The System Administration, Networking, and Security (SANS) Institute, an American non-profit organization for cooperative research and education draws on experts from academia and government agencies such as the National Security Agency (NAS) and the Federal Bureau of Investigation (FBI). Web threats are highlighted in “The Twenty Most Critical Internet Security Vulnerabilities The Experts' Consensus” Version 2.502 Jan. 30, 2002 published on the SANS website (www.sans.org)
Despite the listed vulnerabilities having been well known they had not been fixed because there were so many other vulnerabilities and system administrators were so busy it seemed overwhelming to figure out which were the most important. Opportunists exploiting paths of least resistance have targeted the same so-called “holes,” time after time, thus leading to the SANS list. According to SANS, system compromises in a recent Pentagon hacking incident and the easy and rapid spread of the year 2001 Code Red and NIMDA worms were traceable to vulnerabilities in the top twenty list.

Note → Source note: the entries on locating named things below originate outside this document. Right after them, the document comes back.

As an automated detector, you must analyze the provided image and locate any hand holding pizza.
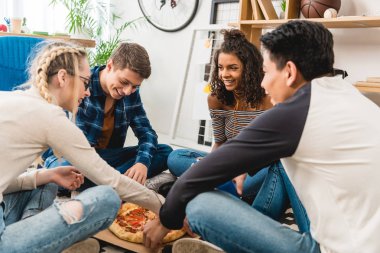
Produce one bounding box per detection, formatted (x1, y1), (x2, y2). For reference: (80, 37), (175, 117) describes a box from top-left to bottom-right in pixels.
(124, 163), (148, 185)
(143, 218), (170, 249)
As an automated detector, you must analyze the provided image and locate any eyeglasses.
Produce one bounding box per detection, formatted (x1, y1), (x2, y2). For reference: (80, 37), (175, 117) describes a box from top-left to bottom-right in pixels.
(79, 76), (91, 91)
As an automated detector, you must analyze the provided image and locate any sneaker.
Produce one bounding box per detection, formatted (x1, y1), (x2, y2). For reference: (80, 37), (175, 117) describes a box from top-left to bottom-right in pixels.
(172, 238), (224, 253)
(145, 172), (177, 192)
(61, 238), (100, 253)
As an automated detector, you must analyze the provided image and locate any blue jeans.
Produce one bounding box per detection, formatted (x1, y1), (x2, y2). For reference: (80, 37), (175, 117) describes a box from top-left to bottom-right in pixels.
(168, 149), (268, 199)
(45, 144), (173, 190)
(186, 190), (320, 253)
(3, 183), (58, 226)
(0, 186), (120, 253)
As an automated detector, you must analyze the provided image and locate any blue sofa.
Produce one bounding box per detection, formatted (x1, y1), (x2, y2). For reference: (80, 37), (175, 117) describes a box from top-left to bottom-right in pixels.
(0, 36), (43, 91)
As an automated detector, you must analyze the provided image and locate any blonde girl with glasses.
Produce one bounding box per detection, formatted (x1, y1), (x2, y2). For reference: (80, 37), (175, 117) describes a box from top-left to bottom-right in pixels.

The vulnerabilities listed in a prioritized list format by SANS were grouped into the following categories: (1) General; (2) Microsoft Windows operating system-based; and (3) Unix operating system based. The General category includes such issues as failure to require passwords or stolen passwords and system ports vulnerable to intrusion by hackers while the other two categories detail problems with existing dominating operating systems that operate on servers and clients in networked environments including, of course, the internet network.
The vulnerability of data that is exposed to network intrusion will remain are serious problem as long as these and other vulnerabilities can be exploited to get to data which is too easily accessible on the internet. What is needed is a security based solution that does not prohibitively slow down legitimate access to data. After all if the data is to hard to get to by users on the internet the growth and popularity will be inhibited and internet commerce itself and global economies in turn will suffer.